Je n'ai pas pu m'empêcher de sourire oreille à oreille quand le commentateur a crié «Sophie Kennedy !!!» dans un merveilleux accent italien alors que je courais sous l'horloge. J'avais réussi! Ma première course outre-mer en altitude. Et devinez ce qui s'est passé 15 minutes plus tard ... Il a commencé à pleuvoir.

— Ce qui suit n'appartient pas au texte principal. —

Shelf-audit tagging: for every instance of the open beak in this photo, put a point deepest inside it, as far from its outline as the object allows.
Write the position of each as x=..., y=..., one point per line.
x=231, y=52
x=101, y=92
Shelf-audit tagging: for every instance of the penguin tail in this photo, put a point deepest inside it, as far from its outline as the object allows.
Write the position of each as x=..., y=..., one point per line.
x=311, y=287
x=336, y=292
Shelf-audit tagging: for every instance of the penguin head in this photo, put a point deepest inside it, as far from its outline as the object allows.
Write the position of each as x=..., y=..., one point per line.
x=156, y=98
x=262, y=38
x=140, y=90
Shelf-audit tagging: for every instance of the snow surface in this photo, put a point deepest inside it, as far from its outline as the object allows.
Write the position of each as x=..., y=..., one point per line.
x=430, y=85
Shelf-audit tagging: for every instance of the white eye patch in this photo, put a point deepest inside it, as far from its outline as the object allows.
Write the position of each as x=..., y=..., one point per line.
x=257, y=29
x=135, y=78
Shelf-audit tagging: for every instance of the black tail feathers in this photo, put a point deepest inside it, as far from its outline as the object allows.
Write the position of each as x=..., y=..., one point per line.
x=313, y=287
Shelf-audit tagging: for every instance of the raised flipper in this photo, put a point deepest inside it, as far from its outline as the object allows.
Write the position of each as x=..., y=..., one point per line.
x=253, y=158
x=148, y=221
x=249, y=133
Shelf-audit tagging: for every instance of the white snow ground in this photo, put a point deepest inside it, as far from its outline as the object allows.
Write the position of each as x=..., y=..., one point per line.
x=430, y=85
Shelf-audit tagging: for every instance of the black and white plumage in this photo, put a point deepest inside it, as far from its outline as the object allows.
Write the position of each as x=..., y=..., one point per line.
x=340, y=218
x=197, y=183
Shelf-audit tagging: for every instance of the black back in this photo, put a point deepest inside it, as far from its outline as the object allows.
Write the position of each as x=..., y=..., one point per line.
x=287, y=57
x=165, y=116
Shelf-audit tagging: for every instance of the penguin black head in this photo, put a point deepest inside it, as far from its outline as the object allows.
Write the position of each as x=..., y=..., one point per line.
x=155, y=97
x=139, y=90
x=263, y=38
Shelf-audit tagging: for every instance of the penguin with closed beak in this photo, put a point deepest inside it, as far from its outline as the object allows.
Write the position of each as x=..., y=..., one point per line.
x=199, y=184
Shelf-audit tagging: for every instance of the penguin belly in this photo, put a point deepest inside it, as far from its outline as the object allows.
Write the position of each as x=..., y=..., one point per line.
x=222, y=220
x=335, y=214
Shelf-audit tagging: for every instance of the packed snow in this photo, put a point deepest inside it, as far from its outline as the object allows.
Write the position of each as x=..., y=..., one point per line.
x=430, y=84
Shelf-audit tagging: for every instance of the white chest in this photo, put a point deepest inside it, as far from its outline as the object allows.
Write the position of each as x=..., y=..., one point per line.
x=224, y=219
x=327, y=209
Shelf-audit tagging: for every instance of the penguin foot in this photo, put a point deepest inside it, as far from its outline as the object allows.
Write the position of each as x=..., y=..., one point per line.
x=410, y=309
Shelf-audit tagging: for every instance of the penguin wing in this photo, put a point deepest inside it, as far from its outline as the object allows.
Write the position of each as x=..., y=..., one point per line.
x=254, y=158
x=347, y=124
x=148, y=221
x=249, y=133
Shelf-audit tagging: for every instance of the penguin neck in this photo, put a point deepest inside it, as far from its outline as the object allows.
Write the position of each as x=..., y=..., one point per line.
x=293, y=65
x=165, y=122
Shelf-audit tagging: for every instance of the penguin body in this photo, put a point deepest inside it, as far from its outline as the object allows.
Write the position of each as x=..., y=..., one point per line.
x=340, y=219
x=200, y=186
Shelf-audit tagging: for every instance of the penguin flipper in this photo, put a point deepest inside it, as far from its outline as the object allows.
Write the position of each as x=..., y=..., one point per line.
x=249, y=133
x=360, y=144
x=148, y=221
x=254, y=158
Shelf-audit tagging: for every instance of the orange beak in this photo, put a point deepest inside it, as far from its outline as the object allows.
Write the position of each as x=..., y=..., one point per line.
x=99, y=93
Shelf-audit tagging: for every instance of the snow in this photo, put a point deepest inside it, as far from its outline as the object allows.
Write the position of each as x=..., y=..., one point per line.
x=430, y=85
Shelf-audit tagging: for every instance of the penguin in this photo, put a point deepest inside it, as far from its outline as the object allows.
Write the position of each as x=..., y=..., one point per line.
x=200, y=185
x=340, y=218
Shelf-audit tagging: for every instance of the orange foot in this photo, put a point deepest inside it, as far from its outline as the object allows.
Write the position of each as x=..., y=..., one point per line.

Running trail ultra marathon randonnée montagne Italie

Sur la ligne d'arrivée.

Leçons apprises

  1. En raison de la météo jusqu'au départ de la course, j'ai porté mon buff, mes gants, mon chapeau et mon imperméable dans mon gilet de course. Je n'avais besoin d'aucun d'eux. Je pourrais dire que je n'aurais pas dû les prendre, mais j'ai vu à quelle vitesse le temps a changé et à quel point il faisait froid. Avec plus d'expérience de la montagne et connaissant mon rythme, j'aurais peut-être pu prendre une décision plus éclairée.
  2. Mes jambes étaient tellement fatiguées au début de la course des activités des jours précédents. Je n’aurais pas fait ces activités, mais je l’éviterais encore si possible!
  3. Moins « appris » plus « confirmé » - j’aime les sentiers! (Et parfois le temps est de votre côté.)